Polacy całkiem nieźle weszli w ten mecz i m.in. dzięki wygranej pistoletówce prowadzili już nawet 4:1. Niestety Vega Squadron zdołał w końcu zgromadzić odpowiednie fundusze, by zacząć grać z pełnym wyposażeniem, a wtedy obraz meczu zmienił się diametralnie. Nagle to piątka z Europy Wschodniej stała się stroną dominującą i nie dość, że odrobiła całą stratę, to jeszcze sama zyskała trzypunktową przewagę, notując po drodze serię pięciu zdobytych z rzędu rund. To nie był jednak jeszcze koniec, bo po przejściu do obrony pasha i spółka przypomnieli sobie, że przecież jeszcze kilkanaście minut wcześniej rywalizowali z wyżej notowanym przeciwnikiem jak równy z równym i powrócili na zwycięską ścieżkę. W tym okresie spotkanie stało się niezwykle wyrównane, a pod koniec trudno było w ogóle powiedzieć, kto opuści serwer jako zwycięzca. Tablica wyników wskazywała wówczas 13:13 i tak naprawdę każde rozstrzygnięcie było możliwe, ale niestety Youngsters nie wykorzystało tej dogodnej sytuacji i z powodu chociażby kilku indywidualnych błędów pechowo poległo 14:16.

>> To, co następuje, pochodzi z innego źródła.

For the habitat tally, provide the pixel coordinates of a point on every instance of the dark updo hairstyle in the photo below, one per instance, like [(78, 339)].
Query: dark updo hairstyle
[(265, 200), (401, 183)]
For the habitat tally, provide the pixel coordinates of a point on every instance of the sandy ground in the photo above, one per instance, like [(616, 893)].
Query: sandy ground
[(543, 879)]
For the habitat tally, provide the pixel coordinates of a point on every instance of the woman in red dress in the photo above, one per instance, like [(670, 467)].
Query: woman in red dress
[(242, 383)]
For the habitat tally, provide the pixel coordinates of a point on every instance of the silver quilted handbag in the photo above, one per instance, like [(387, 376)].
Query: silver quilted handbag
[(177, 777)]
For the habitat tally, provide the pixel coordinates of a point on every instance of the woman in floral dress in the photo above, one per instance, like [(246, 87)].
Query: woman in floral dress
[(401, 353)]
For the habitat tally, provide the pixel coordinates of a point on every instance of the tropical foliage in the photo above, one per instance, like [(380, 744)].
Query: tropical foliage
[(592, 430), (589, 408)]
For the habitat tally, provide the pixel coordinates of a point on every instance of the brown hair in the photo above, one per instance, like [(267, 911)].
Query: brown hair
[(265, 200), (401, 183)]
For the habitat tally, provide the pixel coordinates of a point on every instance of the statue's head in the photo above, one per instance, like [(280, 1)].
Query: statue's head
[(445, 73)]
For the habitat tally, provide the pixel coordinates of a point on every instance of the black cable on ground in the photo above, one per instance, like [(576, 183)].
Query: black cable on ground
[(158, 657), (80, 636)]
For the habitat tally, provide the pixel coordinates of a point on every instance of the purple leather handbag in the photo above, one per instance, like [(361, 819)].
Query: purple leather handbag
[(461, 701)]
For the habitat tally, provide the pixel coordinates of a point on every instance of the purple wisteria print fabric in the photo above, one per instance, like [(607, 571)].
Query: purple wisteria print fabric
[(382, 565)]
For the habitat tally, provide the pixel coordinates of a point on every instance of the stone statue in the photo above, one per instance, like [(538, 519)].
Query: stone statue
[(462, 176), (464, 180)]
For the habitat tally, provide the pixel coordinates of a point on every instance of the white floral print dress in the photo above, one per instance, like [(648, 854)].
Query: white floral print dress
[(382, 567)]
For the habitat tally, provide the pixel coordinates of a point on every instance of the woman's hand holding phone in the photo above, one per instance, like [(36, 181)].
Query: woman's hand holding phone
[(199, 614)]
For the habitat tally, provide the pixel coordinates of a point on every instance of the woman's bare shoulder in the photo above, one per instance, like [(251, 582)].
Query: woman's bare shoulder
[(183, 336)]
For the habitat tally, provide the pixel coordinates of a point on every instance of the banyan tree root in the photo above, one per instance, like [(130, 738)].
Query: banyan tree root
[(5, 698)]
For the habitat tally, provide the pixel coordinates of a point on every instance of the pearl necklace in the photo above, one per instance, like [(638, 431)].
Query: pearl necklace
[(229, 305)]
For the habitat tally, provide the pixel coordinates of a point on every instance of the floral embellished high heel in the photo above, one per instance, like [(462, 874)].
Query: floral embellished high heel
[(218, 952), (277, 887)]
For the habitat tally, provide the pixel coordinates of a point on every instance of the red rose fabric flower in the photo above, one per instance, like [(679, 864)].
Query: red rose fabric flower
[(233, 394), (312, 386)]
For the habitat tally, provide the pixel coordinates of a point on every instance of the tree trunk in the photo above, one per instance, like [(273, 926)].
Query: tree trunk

Na drugiej mapie tego pojedynku, Overpassie, polscy zawodnicy początkowo nie dawali po sobie poznać, że wcześniejsza porażka w jakimkolwiek stopniu wpłynęła na ich pewność siebie. Zamiast tego szli z Vegą łeb w łeb i utrzymywali bezpieczny kontakt. Ale ponownie tylko do czasu – w siódmej rundzie uczestnicy niedawnego Majora na dobre przejęli inicjatywę i dopisali do swojego dotychczasowego dorobku aż siedem kolejnych punktów, dzięki czemu mogli być pewni, że na przerwę zejdą jako zespół prowadzący. I faktycznie udało im się zapewnić sobie przewagę wynoszącą pięć oczek, ale ta bardzo szybko stopniała w drugiej połowie, bo Youngsters zaskakująco dobrze radziło sobie w defensywie! I to na tyle dobrze, że Jarząbkowski wraz z kolegami oddali oponentom zaledwie jedną rundę, samemu zdobywając ich aż jedenaście! Dzięki temu to właśnie oni zatriumfowali 16:11, doprowadzając tym samym do trzeciej mapy.

Na niej niestety Polacy prezentowali się już o wiele gorzej i niemal żaden z ich ataków nie był specjalnie groźny dla pewnie prezentującej się defensywy rywali. Wystarczą zresztą gołe liczby – pasha i spółka tylko trzykrotnie zakończyli swoje próby natarcia sukcesem, a w pozostałych przypadkach musieli uznać wyższość Vegi. Być może wyglądałoby to o wiele lepiej, gdyby nie rozczarowująca postawa Michała "Czapela" Czapli i Krzysztofa "Goofy'ego" Górskiego, którzy w pierwszej części potyczki zdobyli odpowiednio pięć i cztery fragi. Tak czy inaczej, w przerwie z rodzimym składem stało się coś dziwnego, bo po powrocie do gry prezentował się tak, jakby pierwsza połowa w ogóle się nie wydarzyła. Youngsters, w które wstąpiły nowe siły, rozpaczliwie rzuciło się do odrabiania strat i przez pewien czas radziło sobie z tym fantastycznie, skracając dystans do oponentów o sześć oczek. Niemniej to byłoby na tyle, bo Vega w porę zorientowała się, że wygrana wymyka jej się z rąk i zdobyła się na ostatni zryw, dzięki któremu finalnie ograła przeciwników 16:9.

W związku z dzisiejszą porażką Youngsters jest już o krok od zakończenia swojej przygody z UCC Summer Smash. Polski miks nie może już pozwolić sobie na ani jedną porażkę i jeżeli chce dostać się do play-offów, musi wygrać wszystkie pozostałe mecze. Na ten moment nie jest jednak jasne, kto będzie jego kolejnym przeciwnikiem.